The U.S. central bank, the Federal Reserve, Wednesday as expected raised short-term interest rates by one quarter of one percent, the first such rise in over four years. The overnight fed funds rate remains at a very low 1.25 percent.
The increase was widely anticipated and financial markets were well prepared. In its statement the Federal Reserve said the economy is growing at an acceptable pace and will probably continue to do so. The risk of higher inflation, it says, is balanced by the possibility that growth could slow in the months ahead. Monetary analysts like former Federal Reserve board member Alan Blinder says the statement suggests that future rate increases will be small or measured in both size and frequency.
"There were two questions really coming into this statement. Will they drop the measured language? They didn't," he said. "And would they go asymmetric on inflation, showing more concern with inflation going up instead of down?
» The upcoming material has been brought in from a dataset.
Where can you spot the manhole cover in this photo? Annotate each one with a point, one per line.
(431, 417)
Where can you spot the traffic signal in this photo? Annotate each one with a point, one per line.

They didn't."
Mr. Blinder, a professor at Princeton University, says the Fed action is exactly what the markets had anticipated.
Bill Gross, one of the biggest bond traders in the United States, says he expects there will be several more small rate increases over the next few months.
"It's fair to say that the bond market has already anticipated at least 150 basis points [1.5 percent] to maybe 200 basis points [two percent] of Fed tightening [of monetary policy]. And to the extent that the Fed stops around three percent, whether it is 12 or 18 months down the road, then bond traders have fairly anticipated that event," he said.
In the months that followed the terrorist attacks in September 2001, the Federal Reserve aggressively cut interest rates in an attempt to stimulate a weak economy. The Fed Funds rate was reduced 11 times from its early 2001 level of six percent. The markets anticipate a series of 0.25 point increases over the months ahead. The U.S. economy is expanding at about a four-percent rate and inflation is below two percent.
Rate increases in the United States generally mean interest rates will rise in other countries, especially in those whose currencies are held steady against the dollar.